There was an element of déjà vu for the FTSE this Thursday afternoon, and for once it had little to do with Greece. Brent Crude, slipping to nearly $61 per barrel, is now at its worst price since mid-April, whilst copper is performing at its weakest price since the end of last month. These movements have taken with them the FTSE’s commodity stocks, including Vedanta, Anglo American and BP, leaving the UK index the wrong side of flat this afternoon.

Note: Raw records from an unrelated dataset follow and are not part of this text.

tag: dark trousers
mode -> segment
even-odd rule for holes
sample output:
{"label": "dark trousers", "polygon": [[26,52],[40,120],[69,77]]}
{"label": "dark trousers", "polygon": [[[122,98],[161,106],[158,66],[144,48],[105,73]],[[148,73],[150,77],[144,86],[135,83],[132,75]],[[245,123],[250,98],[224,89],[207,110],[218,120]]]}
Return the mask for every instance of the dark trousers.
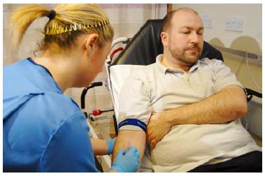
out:
{"label": "dark trousers", "polygon": [[227,161],[199,166],[189,173],[262,173],[262,152],[255,151]]}

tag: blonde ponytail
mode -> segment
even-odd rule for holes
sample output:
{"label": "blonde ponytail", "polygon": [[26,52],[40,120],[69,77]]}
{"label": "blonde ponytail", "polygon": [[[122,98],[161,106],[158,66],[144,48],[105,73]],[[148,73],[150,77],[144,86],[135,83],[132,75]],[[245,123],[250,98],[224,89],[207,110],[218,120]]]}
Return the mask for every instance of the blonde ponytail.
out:
{"label": "blonde ponytail", "polygon": [[17,8],[10,18],[12,43],[17,48],[30,24],[36,19],[48,16],[50,10],[38,5],[28,5]]}
{"label": "blonde ponytail", "polygon": [[11,16],[13,43],[21,43],[32,22],[41,17],[49,17],[43,27],[44,38],[37,50],[50,52],[68,52],[82,34],[99,34],[99,46],[111,42],[114,36],[109,19],[101,8],[95,4],[57,4],[53,10],[38,5],[18,8]]}

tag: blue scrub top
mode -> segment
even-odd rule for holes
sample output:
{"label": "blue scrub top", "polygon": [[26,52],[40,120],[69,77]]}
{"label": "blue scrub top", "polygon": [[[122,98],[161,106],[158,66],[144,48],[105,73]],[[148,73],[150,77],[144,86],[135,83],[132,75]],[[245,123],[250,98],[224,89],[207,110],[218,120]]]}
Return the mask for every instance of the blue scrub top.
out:
{"label": "blue scrub top", "polygon": [[30,58],[3,69],[3,172],[98,172],[86,118]]}

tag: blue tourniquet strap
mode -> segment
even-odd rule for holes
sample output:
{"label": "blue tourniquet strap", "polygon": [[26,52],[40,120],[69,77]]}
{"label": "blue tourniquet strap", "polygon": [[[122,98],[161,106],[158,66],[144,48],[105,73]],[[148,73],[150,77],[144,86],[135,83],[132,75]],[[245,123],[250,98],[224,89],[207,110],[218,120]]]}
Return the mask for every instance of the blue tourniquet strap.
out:
{"label": "blue tourniquet strap", "polygon": [[138,126],[146,133],[146,124],[141,120],[136,119],[126,119],[119,124],[119,129],[120,129],[120,127],[125,125],[134,125]]}

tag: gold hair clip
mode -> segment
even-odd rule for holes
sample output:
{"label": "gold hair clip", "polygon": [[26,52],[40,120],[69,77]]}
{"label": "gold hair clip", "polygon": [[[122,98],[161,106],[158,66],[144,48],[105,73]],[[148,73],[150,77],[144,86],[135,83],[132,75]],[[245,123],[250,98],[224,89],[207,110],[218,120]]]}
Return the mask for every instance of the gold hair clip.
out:
{"label": "gold hair clip", "polygon": [[60,34],[66,32],[71,32],[73,31],[82,30],[82,29],[88,29],[94,27],[101,27],[106,24],[110,23],[109,21],[101,21],[101,22],[94,22],[92,24],[83,24],[78,23],[76,24],[75,22],[73,24],[70,24],[69,27],[62,27],[58,23],[54,23],[49,28],[46,29],[45,34],[46,35],[56,35]]}

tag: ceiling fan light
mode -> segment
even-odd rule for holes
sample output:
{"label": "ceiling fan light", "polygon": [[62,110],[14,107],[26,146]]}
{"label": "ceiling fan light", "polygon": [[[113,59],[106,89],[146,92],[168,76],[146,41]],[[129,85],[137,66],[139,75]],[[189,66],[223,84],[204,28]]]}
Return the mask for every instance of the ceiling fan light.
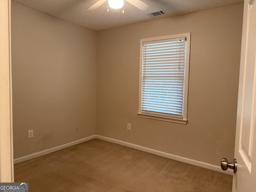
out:
{"label": "ceiling fan light", "polygon": [[120,9],[124,6],[124,0],[108,0],[108,5],[113,9]]}

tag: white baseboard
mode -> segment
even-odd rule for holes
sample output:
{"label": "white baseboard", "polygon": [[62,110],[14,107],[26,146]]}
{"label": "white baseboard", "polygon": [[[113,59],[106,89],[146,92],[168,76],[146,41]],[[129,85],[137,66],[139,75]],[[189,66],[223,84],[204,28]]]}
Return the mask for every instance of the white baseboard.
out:
{"label": "white baseboard", "polygon": [[109,138],[108,137],[104,137],[101,135],[96,135],[96,138],[101,140],[108,141],[112,143],[119,144],[120,145],[123,145],[127,147],[130,147],[134,149],[138,149],[141,151],[144,151],[148,153],[152,153],[155,155],[161,156],[162,157],[166,157],[169,159],[176,160],[178,161],[181,161],[184,163],[190,164],[191,165],[195,165],[199,167],[202,167],[206,169],[213,170],[214,171],[221,172],[222,173],[225,173],[230,175],[233,175],[233,171],[231,169],[228,169],[226,171],[223,170],[220,166],[217,166],[216,165],[212,165],[208,163],[204,163],[200,161],[194,160],[192,159],[188,159],[184,157],[181,157],[177,155],[173,155],[170,153],[162,152],[162,151],[158,151],[154,149],[150,149],[146,147],[144,147],[140,145],[136,145],[130,143],[128,143],[120,140]]}
{"label": "white baseboard", "polygon": [[204,162],[201,162],[200,161],[194,160],[192,159],[188,159],[184,157],[181,157],[177,155],[173,155],[170,153],[166,153],[162,151],[158,151],[157,150],[155,150],[154,149],[152,149],[146,147],[143,147],[140,145],[136,145],[133,144],[132,143],[128,143],[128,142],[125,142],[124,141],[121,141],[120,140],[117,140],[112,138],[108,137],[104,137],[101,135],[94,135],[91,136],[90,136],[85,138],[83,138],[76,141],[73,141],[70,143],[64,144],[64,145],[58,146],[57,147],[54,147],[50,149],[46,149],[39,152],[36,152],[36,153],[33,153],[30,155],[24,156],[20,158],[15,159],[14,160],[14,164],[20,163],[23,161],[29,160],[30,159],[34,159],[36,157],[38,157],[43,155],[49,154],[49,153],[55,152],[59,150],[66,148],[73,145],[79,144],[79,143],[82,143],[86,141],[88,141],[91,139],[97,138],[112,143],[116,143],[116,144],[119,144],[120,145],[126,146],[127,147],[130,147],[134,149],[138,149],[141,151],[144,151],[148,153],[154,154],[162,157],[166,157],[169,159],[173,159],[174,160],[176,160],[178,161],[184,162],[184,163],[190,164],[191,165],[195,165],[199,167],[202,167],[203,168],[206,168],[206,169],[213,170],[214,171],[218,171],[219,172],[221,172],[226,174],[228,174],[229,175],[233,175],[233,171],[231,169],[229,169],[226,171],[223,171],[220,166],[217,166],[216,165],[209,164],[208,163],[204,163]]}
{"label": "white baseboard", "polygon": [[42,151],[39,151],[39,152],[36,152],[36,153],[32,153],[30,155],[24,156],[20,158],[15,159],[14,160],[14,163],[16,164],[16,163],[23,162],[23,161],[27,161],[30,159],[34,159],[36,157],[38,157],[43,155],[46,155],[49,153],[55,152],[61,149],[64,149],[68,147],[73,146],[73,145],[79,144],[79,143],[82,143],[86,141],[91,140],[92,139],[96,138],[95,135],[92,135],[89,137],[86,137],[82,139],[79,139],[76,141],[70,142],[70,143],[67,143],[66,144],[64,144],[60,146],[51,148],[50,149],[46,149]]}

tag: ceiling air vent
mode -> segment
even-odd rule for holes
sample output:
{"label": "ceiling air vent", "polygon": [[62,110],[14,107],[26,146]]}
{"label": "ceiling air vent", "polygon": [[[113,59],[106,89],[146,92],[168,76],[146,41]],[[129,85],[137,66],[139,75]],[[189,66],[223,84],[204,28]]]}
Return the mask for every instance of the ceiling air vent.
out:
{"label": "ceiling air vent", "polygon": [[146,13],[150,17],[156,17],[160,15],[164,15],[167,14],[166,12],[164,10],[159,10],[159,11],[154,11],[150,13]]}

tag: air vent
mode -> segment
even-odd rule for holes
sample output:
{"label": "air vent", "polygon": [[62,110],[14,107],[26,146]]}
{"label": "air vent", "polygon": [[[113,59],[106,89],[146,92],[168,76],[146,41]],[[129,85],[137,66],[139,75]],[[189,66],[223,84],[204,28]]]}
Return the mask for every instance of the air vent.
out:
{"label": "air vent", "polygon": [[167,14],[166,12],[164,10],[159,10],[159,11],[154,11],[150,13],[146,13],[150,17],[156,17],[160,15],[164,15]]}

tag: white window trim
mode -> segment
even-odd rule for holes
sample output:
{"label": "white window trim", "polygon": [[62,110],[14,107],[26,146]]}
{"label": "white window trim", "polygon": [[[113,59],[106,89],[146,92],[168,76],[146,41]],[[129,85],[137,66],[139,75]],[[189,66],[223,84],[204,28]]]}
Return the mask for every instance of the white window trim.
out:
{"label": "white window trim", "polygon": [[[188,76],[189,74],[189,63],[190,47],[190,35],[191,33],[183,33],[176,35],[168,35],[157,37],[153,37],[142,39],[140,40],[140,86],[139,86],[139,111],[137,113],[139,117],[147,118],[149,119],[159,120],[161,121],[168,121],[174,123],[186,124],[187,122],[187,110],[188,110]],[[141,110],[141,99],[142,99],[142,46],[143,43],[145,42],[157,41],[163,39],[172,39],[185,37],[186,38],[186,72],[185,74],[185,82],[184,89],[184,104],[183,109],[183,115],[182,119],[175,118],[171,116],[164,116],[162,114],[159,115],[158,113],[156,113],[154,115],[153,113],[147,113],[142,111]]]}

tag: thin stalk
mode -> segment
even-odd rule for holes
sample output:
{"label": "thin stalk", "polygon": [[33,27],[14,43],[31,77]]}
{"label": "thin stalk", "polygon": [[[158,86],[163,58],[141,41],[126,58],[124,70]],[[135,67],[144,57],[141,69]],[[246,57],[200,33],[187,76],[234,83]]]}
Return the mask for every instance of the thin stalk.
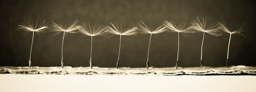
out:
{"label": "thin stalk", "polygon": [[116,69],[118,69],[118,63],[119,62],[119,55],[120,55],[120,48],[121,47],[121,35],[120,35],[120,45],[119,45],[119,51],[118,53],[118,59],[117,59],[117,62],[116,63]]}
{"label": "thin stalk", "polygon": [[64,37],[65,36],[65,31],[64,31],[64,33],[63,33],[63,38],[62,39],[62,46],[61,47],[61,60],[63,59],[63,42],[64,42]]}
{"label": "thin stalk", "polygon": [[33,31],[33,36],[32,37],[32,43],[31,43],[31,48],[30,49],[30,54],[29,56],[29,68],[30,68],[31,66],[31,52],[32,51],[32,45],[33,45],[33,40],[34,40],[34,31]]}
{"label": "thin stalk", "polygon": [[179,32],[178,32],[178,54],[177,54],[177,61],[176,61],[176,69],[177,69],[178,67],[178,60],[179,57],[179,49],[180,48],[180,37]]}
{"label": "thin stalk", "polygon": [[33,36],[32,37],[32,43],[31,43],[31,49],[30,49],[30,55],[29,56],[29,60],[31,58],[31,51],[32,51],[32,45],[33,45],[33,40],[34,39],[34,31],[33,31]]}
{"label": "thin stalk", "polygon": [[91,36],[91,49],[93,47],[93,36]]}
{"label": "thin stalk", "polygon": [[149,54],[149,46],[150,45],[150,41],[151,41],[151,36],[152,35],[152,33],[150,34],[150,38],[149,39],[149,43],[148,43],[148,50],[147,52],[147,69],[148,69],[149,66],[149,62],[148,62],[148,54]]}
{"label": "thin stalk", "polygon": [[229,37],[229,46],[227,47],[227,63],[226,63],[226,67],[227,67],[227,65],[229,63],[229,44],[230,43],[230,39],[231,39],[231,34],[230,33],[230,36]]}
{"label": "thin stalk", "polygon": [[63,33],[63,38],[62,39],[62,46],[61,47],[61,61],[60,61],[60,62],[61,63],[61,67],[62,68],[63,68],[64,66],[64,62],[63,62],[63,42],[64,42],[64,37],[65,37],[65,31]]}
{"label": "thin stalk", "polygon": [[90,65],[91,69],[93,69],[93,60],[91,60],[91,49],[93,47],[93,36],[91,36],[91,58],[90,60]]}
{"label": "thin stalk", "polygon": [[121,47],[121,35],[120,35],[120,45],[119,45],[119,52],[118,53],[118,59],[119,60],[119,55],[120,55],[120,48]]}
{"label": "thin stalk", "polygon": [[202,55],[203,54],[203,43],[204,43],[204,33],[205,32],[204,32],[204,36],[203,37],[203,41],[202,41],[202,46],[201,47],[201,68],[203,67],[203,61],[202,60]]}

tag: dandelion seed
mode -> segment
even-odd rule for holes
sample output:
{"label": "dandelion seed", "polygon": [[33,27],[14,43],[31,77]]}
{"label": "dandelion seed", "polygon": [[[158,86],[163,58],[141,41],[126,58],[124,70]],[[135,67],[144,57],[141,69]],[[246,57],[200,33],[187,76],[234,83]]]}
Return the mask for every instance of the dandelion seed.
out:
{"label": "dandelion seed", "polygon": [[190,31],[192,27],[190,27],[188,28],[185,28],[185,26],[186,23],[184,22],[178,25],[178,27],[174,24],[173,22],[171,21],[169,22],[167,20],[165,20],[163,22],[164,23],[163,25],[167,28],[171,30],[171,32],[178,32],[178,53],[177,54],[177,60],[176,61],[176,69],[177,69],[178,67],[178,60],[179,56],[179,44],[180,44],[180,37],[179,33],[189,33],[193,32],[194,32]]}
{"label": "dandelion seed", "polygon": [[202,46],[201,48],[201,60],[200,61],[201,68],[202,68],[203,67],[203,61],[202,60],[203,43],[204,38],[204,33],[206,32],[215,36],[220,36],[221,34],[219,33],[218,32],[221,31],[219,29],[221,28],[221,26],[219,25],[214,24],[206,28],[206,19],[204,18],[202,18],[201,21],[198,17],[197,17],[196,20],[193,20],[191,24],[192,25],[192,28],[195,31],[204,32],[203,41],[202,41]]}
{"label": "dandelion seed", "polygon": [[146,25],[142,22],[140,21],[141,23],[139,23],[139,26],[140,27],[139,30],[139,31],[142,34],[150,34],[150,38],[149,39],[149,43],[148,43],[148,50],[147,53],[147,69],[148,69],[148,66],[149,66],[149,62],[148,61],[148,54],[149,54],[149,46],[150,45],[150,41],[151,40],[151,37],[152,34],[157,34],[159,33],[161,33],[164,32],[164,31],[166,30],[166,29],[165,28],[165,27],[163,26],[163,25],[161,25],[155,28],[155,30],[152,30],[151,28],[150,27],[148,27],[146,26]]}
{"label": "dandelion seed", "polygon": [[[122,29],[122,26],[116,24],[115,26],[111,23],[110,23],[113,27],[113,28],[108,26],[107,26],[106,28],[107,32],[109,33],[113,34],[113,35],[120,35],[120,44],[119,45],[119,51],[118,53],[118,59],[116,64],[116,68],[118,69],[118,63],[119,61],[119,55],[120,55],[120,48],[121,46],[121,35],[134,35],[137,34],[136,31],[138,29],[138,27],[135,27],[131,28],[128,28],[126,30]],[[113,36],[113,35],[112,35]]]}
{"label": "dandelion seed", "polygon": [[86,24],[83,23],[83,25],[80,26],[78,28],[79,31],[82,34],[86,36],[89,36],[91,37],[91,58],[90,60],[90,66],[91,68],[93,68],[93,60],[91,60],[91,49],[93,46],[93,37],[102,36],[106,34],[105,28],[101,26],[96,27],[96,24],[94,26],[92,25],[91,27],[90,24],[88,24],[88,26]]}
{"label": "dandelion seed", "polygon": [[[54,31],[57,31],[56,34],[52,36],[54,36],[57,34],[59,34],[61,32],[64,32],[63,37],[62,40],[62,46],[61,47],[61,67],[63,68],[64,65],[64,62],[63,62],[63,42],[64,42],[64,37],[65,35],[65,32],[69,33],[75,33],[76,32],[74,31],[76,30],[79,27],[79,26],[76,25],[76,23],[78,22],[78,20],[76,19],[75,22],[68,27],[64,27],[63,26],[60,25],[58,25],[53,22],[52,22],[52,24],[51,24],[52,26],[52,30]],[[67,35],[67,34],[66,34]]]}
{"label": "dandelion seed", "polygon": [[[37,17],[37,19],[35,24],[32,21],[30,17],[28,16],[24,19],[24,22],[22,23],[21,25],[19,25],[18,28],[26,31],[26,33],[28,31],[33,31],[33,36],[32,37],[32,43],[31,43],[31,48],[30,49],[30,54],[29,60],[29,66],[30,68],[31,66],[31,52],[32,51],[32,45],[33,45],[33,40],[34,39],[34,33],[35,32],[38,34],[38,32],[44,31],[45,29],[48,28],[46,23],[45,23],[45,20],[42,20],[38,22],[39,16]],[[38,34],[38,35],[39,34]],[[26,35],[26,33],[25,33]],[[24,37],[25,36],[24,35]]]}
{"label": "dandelion seed", "polygon": [[227,67],[227,65],[228,65],[229,63],[229,44],[230,42],[230,39],[231,39],[231,35],[235,34],[240,34],[244,37],[245,37],[245,36],[244,35],[241,33],[241,32],[244,31],[244,30],[243,30],[242,27],[240,27],[237,30],[235,30],[233,31],[231,31],[226,26],[225,26],[225,25],[223,24],[223,23],[220,22],[219,22],[218,23],[222,27],[221,29],[222,30],[223,30],[223,31],[230,34],[230,36],[229,36],[229,45],[227,47],[227,61],[226,65],[226,67]]}

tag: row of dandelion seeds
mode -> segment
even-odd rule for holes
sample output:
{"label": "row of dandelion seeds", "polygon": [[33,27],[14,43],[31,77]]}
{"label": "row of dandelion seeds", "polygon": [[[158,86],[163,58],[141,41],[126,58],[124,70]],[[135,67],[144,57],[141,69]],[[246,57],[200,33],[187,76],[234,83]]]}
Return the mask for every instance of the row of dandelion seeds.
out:
{"label": "row of dandelion seeds", "polygon": [[110,23],[111,26],[97,26],[96,24],[90,25],[83,23],[82,24],[77,24],[78,20],[76,20],[70,26],[64,27],[61,25],[57,24],[53,22],[52,22],[49,26],[46,25],[45,20],[42,20],[38,21],[39,17],[38,17],[37,21],[34,22],[32,21],[30,17],[28,16],[24,19],[24,22],[22,22],[20,25],[18,25],[19,29],[27,31],[32,31],[33,36],[32,37],[32,43],[30,49],[30,53],[29,64],[30,68],[31,66],[31,52],[32,51],[32,45],[33,44],[33,39],[34,39],[34,32],[37,33],[45,30],[46,29],[49,29],[57,32],[55,34],[59,34],[63,32],[63,38],[62,39],[62,45],[61,47],[61,63],[62,68],[63,68],[64,63],[63,58],[63,46],[64,42],[64,37],[67,33],[75,33],[78,31],[81,33],[82,34],[91,37],[91,45],[90,58],[89,61],[91,68],[93,68],[93,60],[91,58],[91,51],[92,48],[93,37],[94,36],[103,36],[107,34],[113,34],[112,36],[115,35],[120,35],[119,50],[118,54],[118,58],[117,62],[116,68],[118,69],[118,62],[119,61],[119,56],[120,54],[120,49],[121,45],[121,37],[122,35],[132,35],[138,34],[150,34],[150,37],[149,38],[149,42],[147,53],[147,59],[146,62],[147,68],[148,69],[149,66],[148,61],[148,54],[149,54],[149,47],[151,40],[151,37],[152,34],[157,34],[165,31],[168,31],[178,33],[178,52],[177,54],[177,60],[176,61],[176,69],[177,69],[178,64],[179,49],[179,35],[180,33],[192,33],[196,32],[203,32],[203,35],[201,49],[201,59],[200,66],[203,66],[203,60],[202,56],[203,54],[203,45],[204,38],[204,34],[206,33],[214,36],[220,36],[221,35],[221,32],[223,31],[226,32],[230,34],[229,45],[227,49],[227,55],[226,67],[227,66],[229,61],[229,44],[231,38],[231,35],[233,34],[242,34],[241,32],[244,31],[242,27],[241,27],[236,30],[230,30],[223,23],[220,22],[218,22],[218,23],[214,23],[210,26],[206,25],[206,20],[205,18],[202,17],[199,18],[197,17],[196,19],[192,21],[191,23],[191,25],[188,27],[186,26],[186,23],[183,22],[180,23],[178,25],[176,26],[172,21],[164,21],[162,24],[158,27],[153,28],[147,26],[142,21],[139,22],[138,27],[134,27],[131,28],[126,30],[123,30],[121,25],[113,24]]}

Where there are losses of late the Eurozone is usually leading, and it was no different this Thursday afternoon. Wednesday’s rally has disappeared in a puff of Greek smoke, and bearish comments from legitimate heavyweights like Schauble and Lagarde outweighed the more positive claims of anonymous Greek spokespeople. In a rare sign of, for want of a better word, honestly, relatively new head Greek negotiator Euclid Tsakalotos claimed that ‘high level’ political agreement will be needed between the two sides of the debt debate for a deal to actually be finalised, words that are a lot more bearish than those spouted by his countrymen in the past few days.

After months of declines, there was finally some good news for Abercrombie & Fitch this afternoon, despite signs to the contrary. Wider than expected losses alongside declining revenue fit in with Abercrombie’s recent dismal narrative; however, the promise of improving sales trends in the next 12 months was enough to please investors, causing the out-of-fashion clothing brand to leap by nearly 9% after the bell.